Senza perder tempo, lasciando la candela accanto al baule vuoto, scendemmo a tastoni la scala, aprimmo la porta, ed eccoci in piena ritirata. Non era il caso di tardare un attimo. La nebbia andava prestamente dileguandosi; già libera e nitida la luna illuminava le alture; solo nel cavo della vallicella e attorno alla porta dell’albergo pendeva intatto ancora quasi un tenue velo di bruma coprendo i primi passi della nostra fuga. Assai prima che a metà cammino e poco oltre il piede della collina, entrammo in pieno lume di luna. Ma non bastava: ché le nostre orecchi già erano colpite da un rumore di passi accorrenti; e volgendoci indietro a riguardare in quella direzione, scorgemmo una luce sbattuta di qua e di là che rapidamente si appressava, segno evidente che uno dei venienti reggeva una lanterna.

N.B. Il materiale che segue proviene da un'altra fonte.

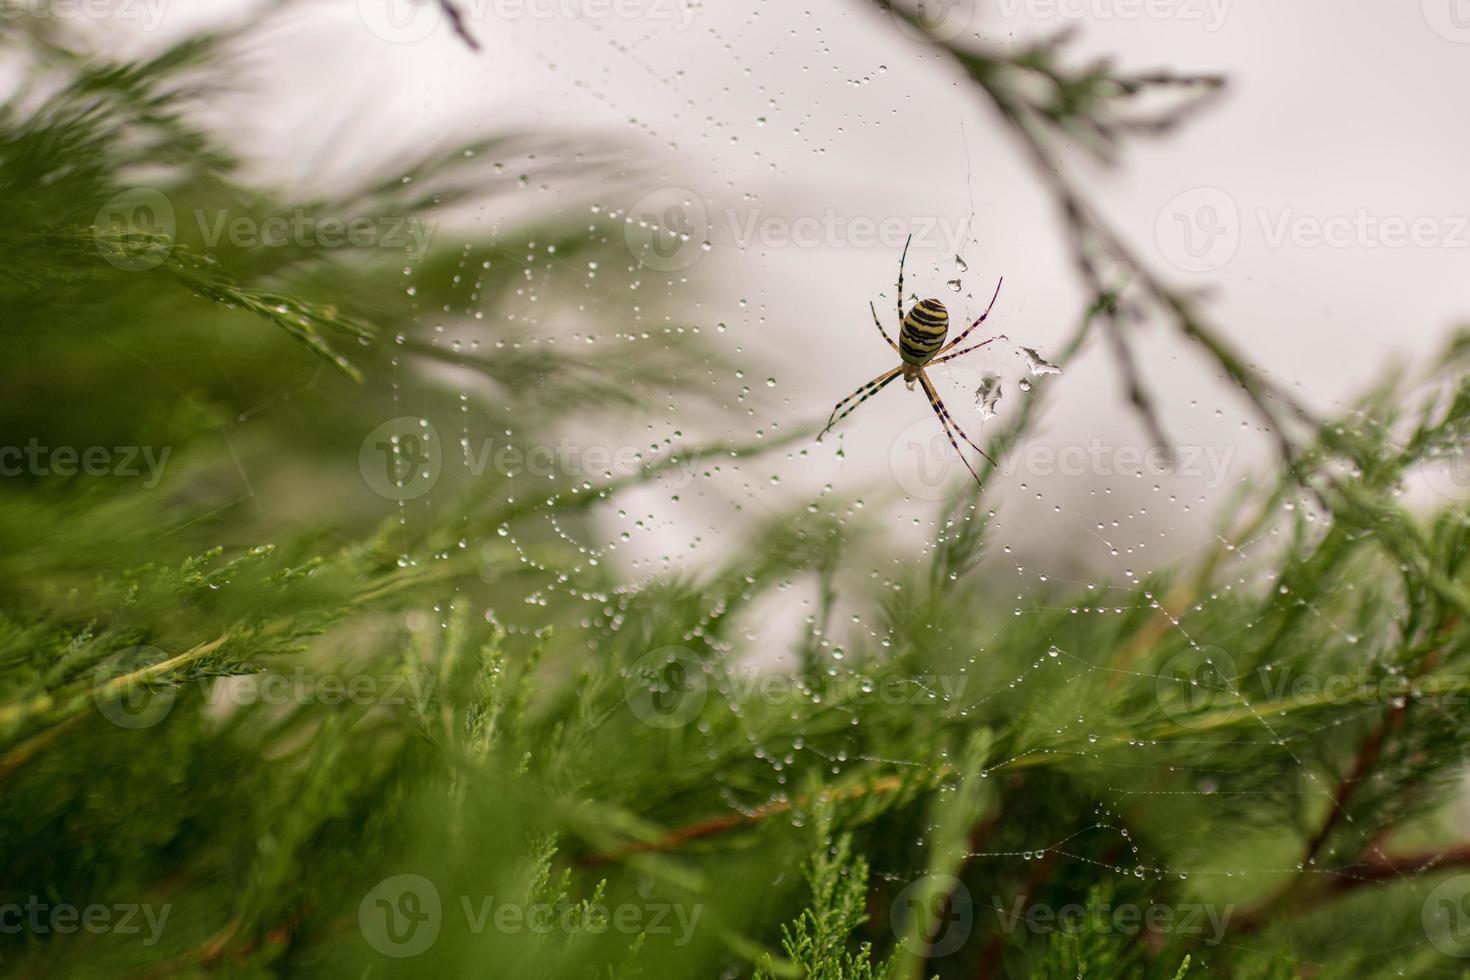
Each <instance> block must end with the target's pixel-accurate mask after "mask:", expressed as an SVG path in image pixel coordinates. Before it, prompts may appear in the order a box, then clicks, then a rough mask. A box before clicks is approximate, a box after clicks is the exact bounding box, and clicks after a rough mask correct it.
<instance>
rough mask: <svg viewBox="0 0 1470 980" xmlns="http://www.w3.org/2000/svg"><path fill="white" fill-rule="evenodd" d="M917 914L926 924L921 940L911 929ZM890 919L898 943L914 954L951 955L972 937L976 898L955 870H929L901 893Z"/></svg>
mask: <svg viewBox="0 0 1470 980" xmlns="http://www.w3.org/2000/svg"><path fill="white" fill-rule="evenodd" d="M914 918H917V921H919V923H920V924H922V927H920V930H919V936H917V940H916V937H914V936H913V934H911V933H910V930H908V923H910V921H913V920H914ZM888 921H889V926H892V930H894V936H897V937H898V943H900V945H901V946H903V948H904V949H907V951H908V952H910V954H914V955H919V956H923V955H928V956H931V958H935V956H948V955H950V954H953V952H957V951H958V949H960V948H961V946H964V943H966V942H967V940H969V939H970V932H972V930H973V929H975V902H973V901H972V899H970V890H969V889H967V887H964V882H961V880H960V879H957V877H954V876H953V874H926V876H923V877H922V879H916V880H913V882H910V883H908V884H907V887H904V890H903V892H900V893H898V896H897V898H895V899H894V905H892V908H891V909H889V911H888ZM914 946H917V948H914Z"/></svg>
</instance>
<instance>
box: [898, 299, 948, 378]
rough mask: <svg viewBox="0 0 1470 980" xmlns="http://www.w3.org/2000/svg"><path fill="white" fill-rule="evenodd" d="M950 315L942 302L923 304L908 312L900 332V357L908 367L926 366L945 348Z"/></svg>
mask: <svg viewBox="0 0 1470 980" xmlns="http://www.w3.org/2000/svg"><path fill="white" fill-rule="evenodd" d="M948 332H950V311H948V310H945V309H944V304H942V303H939V301H938V300H920V301H919V303H916V304H914V309H911V310H908V316H906V317H904V325H903V328H901V329H900V331H898V356H900V357H903V359H904V363H906V364H923V363H925V361H928V360H929V359H931V357H933V354H935V351H938V350H939V348H941V347H944V336H945V334H948Z"/></svg>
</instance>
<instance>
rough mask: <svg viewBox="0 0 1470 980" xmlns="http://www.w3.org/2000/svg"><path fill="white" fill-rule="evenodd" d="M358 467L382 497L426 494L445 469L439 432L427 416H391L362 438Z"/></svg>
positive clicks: (396, 500) (433, 484) (391, 496)
mask: <svg viewBox="0 0 1470 980" xmlns="http://www.w3.org/2000/svg"><path fill="white" fill-rule="evenodd" d="M357 469H359V472H362V475H363V480H366V482H368V486H369V488H372V491H373V492H375V494H378V495H379V497H385V498H388V500H395V501H409V500H416V498H419V497H423V495H425V494H428V492H429V491H431V489H434V485H435V483H438V482H440V473H441V472H442V469H444V453H442V448H441V445H440V435H438V432H437V430H435V429H434V425H432V423H431V422H428V420H426V419H410V417H409V416H400V417H397V419H390V420H388V422H384V423H382V425H381V426H378V428H376V429H373V430H372V432H369V433H368V438H365V439H363V442H362V447H360V448H359V450H357Z"/></svg>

«Figlio mio», proruppe mia madre, «prendi il denaro e corri. Io mi sento mancare.»

Vidi la fine certa per tutti e due. Ah di che cuore maledissi la codardia dei nostri vicini; e come ne volevo alla mia povera madre per la sua onestà e avidità: per la passata audacia e la presente debolezza! Per fortuna avevamo raggiunto il ponticello; la sostenni barcollante com’era fino alla sponda dell’argine dove ella emise un sospiro e mi si afflosciò sulle spalle. Io non so dove trovassi la forza (e fu, temo, non senza brutalità) di trascinarla a piè dell’argine e alquanto sotto l’arco, ma non oltre un certo punto, giacché l’arco era troppo basso, e io non potevo fare altro se non strisciarvi sotto. Così ci toccò rimanere, mia madre quasi interamente esposta alla vista, ed entrambi a portata di voce dall’albergo.

  1. Curioso! L’Autore dimentica qui di averlo fatto cadere «con la faccia sul pavimento» (N.d.T.).